Le Majlis du peuple (Parlement maldivien) a récemment lancé des réformes et des amendements juridiques qui promeuvent les droits de l'homme, une gouvernance plus efficace et la protection de l'environnement. Par exemple, le législateur a révisé le Code pénal des Maldives pour s'éloigner des mesures punitives et favoriser plutôt une approche de réhabilitation en dépénalisant certaines infractions. Une vague marquée de réformes visant à renforcer la responsabilité juridique a émergé, abordant directement la fragilité et l’État de droit aux Maldives. Ces mesures du gouvernement central ont donné le ton aux citoyens des Maldives, favorisant une société active et consciente des droits qui peut continuer à faire pression efficacement sur le gouvernement pour qu'il réduise la fragilité et promeuve la démocratie.

2. Menaces sur l’indépendance judiciaire

Cependant, malgré des avancées prometteuses depuis 2008, cette démocratie naissante présente certainement des fissures inévitables dans la solidité de l’État de droit, qui sont devenues particulièrement visibles depuis l’arrivée au pouvoir du président Muizzu. Le renforcement du contrôle des médias et les restrictions imposées aux manifestations et aux journalistes révèlent la fragilité de la constitution de 2008. Les menaces proviennent notamment d'une subversion de l'indépendance judiciaire, où l'exécutif aurait suspendu trois juges de la Cour suprême dans une prétendue tentative d'intimidation visant à obtenir leur soutien au gouvernement lors d'une révision constitutionnelle. Cette menace a également attiré l'attention dans une soumission conjointe à l'Examen périodique universel des Nations Unies en avril 2025, qui a souligné les éléments de fragilité et l'état de droit aux Maldives comme des domaines très préoccupants.

3. Réponse à la fragilité

Malgré cette menace, on ne peut ignorer que même si le peuple maldivien a été confronté à certaines menaces contre l’État de droit – en raison de la corruption et de la concentration du pouvoir au sein du pouvoir exécutif du gouvernement – ​​des mesures significatives existent pour remédier à cet excès de pouvoir, dans le but ultime de conserver le pouvoir entre les mains de l’intérêt public.

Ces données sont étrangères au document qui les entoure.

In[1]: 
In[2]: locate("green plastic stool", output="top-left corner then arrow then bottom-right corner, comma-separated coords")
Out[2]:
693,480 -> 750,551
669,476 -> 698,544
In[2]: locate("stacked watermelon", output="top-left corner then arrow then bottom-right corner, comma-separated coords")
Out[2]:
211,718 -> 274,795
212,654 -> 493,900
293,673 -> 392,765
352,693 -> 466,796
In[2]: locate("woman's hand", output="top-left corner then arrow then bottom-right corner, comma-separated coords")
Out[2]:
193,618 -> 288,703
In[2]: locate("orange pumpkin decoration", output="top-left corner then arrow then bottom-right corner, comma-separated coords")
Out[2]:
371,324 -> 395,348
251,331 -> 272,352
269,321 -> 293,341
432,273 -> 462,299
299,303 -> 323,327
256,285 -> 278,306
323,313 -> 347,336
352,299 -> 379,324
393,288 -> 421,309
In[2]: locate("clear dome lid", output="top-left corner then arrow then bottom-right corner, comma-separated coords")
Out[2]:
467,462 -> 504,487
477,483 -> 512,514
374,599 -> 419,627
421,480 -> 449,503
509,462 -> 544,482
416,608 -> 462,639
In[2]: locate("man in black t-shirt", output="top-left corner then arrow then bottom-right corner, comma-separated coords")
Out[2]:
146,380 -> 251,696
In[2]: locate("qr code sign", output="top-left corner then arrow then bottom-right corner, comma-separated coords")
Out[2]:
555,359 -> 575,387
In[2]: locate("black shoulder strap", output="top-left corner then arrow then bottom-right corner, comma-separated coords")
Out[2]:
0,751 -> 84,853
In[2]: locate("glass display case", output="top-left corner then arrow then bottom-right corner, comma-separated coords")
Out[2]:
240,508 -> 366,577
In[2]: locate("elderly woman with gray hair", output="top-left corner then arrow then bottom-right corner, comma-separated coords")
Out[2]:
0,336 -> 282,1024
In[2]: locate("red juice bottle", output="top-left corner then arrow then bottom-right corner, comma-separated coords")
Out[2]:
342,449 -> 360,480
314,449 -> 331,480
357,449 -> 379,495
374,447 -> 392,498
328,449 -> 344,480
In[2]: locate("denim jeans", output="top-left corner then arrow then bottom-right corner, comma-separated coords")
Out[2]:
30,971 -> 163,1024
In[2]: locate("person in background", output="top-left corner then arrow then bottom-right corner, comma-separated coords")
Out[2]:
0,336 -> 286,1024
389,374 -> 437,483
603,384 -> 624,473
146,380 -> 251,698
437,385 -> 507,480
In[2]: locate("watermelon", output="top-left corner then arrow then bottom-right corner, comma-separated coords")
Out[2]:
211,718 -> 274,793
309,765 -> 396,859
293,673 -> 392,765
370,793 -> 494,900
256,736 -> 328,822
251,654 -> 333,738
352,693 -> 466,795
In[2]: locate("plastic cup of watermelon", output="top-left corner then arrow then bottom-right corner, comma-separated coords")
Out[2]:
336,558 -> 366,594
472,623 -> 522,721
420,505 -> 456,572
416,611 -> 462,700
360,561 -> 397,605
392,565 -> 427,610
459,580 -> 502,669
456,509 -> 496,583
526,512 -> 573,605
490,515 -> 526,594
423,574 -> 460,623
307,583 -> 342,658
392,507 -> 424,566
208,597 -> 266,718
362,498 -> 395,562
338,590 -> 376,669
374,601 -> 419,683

Cela comprend la rédaction d'un projet de loi sur la déclaration des actifs, ainsi que l'élargissement de la présence de la Commission anti-corruption. De même, le rôle d’autres institutions limitatrices de pouvoir, comme le Conseil du barreau, s’exerce clairement à travers leur appel au président Muizzu pour qu’il renvoie le projet de loi – qui avait déchu les trois juges de la Cour suprême de leurs postes – au Parlement pour révision.

Regarder vers l'avenir

Il est clair que même si les menaces ont certainement mis à l’épreuve la fragilité et l’État de droit aux Maldives, le pays démontre dans l’ensemble une volonté claire de réduire continuellement la fragilité et, à terme, d’améliorer et de renforcer la protection des citoyens dans cette démocratie en évolution.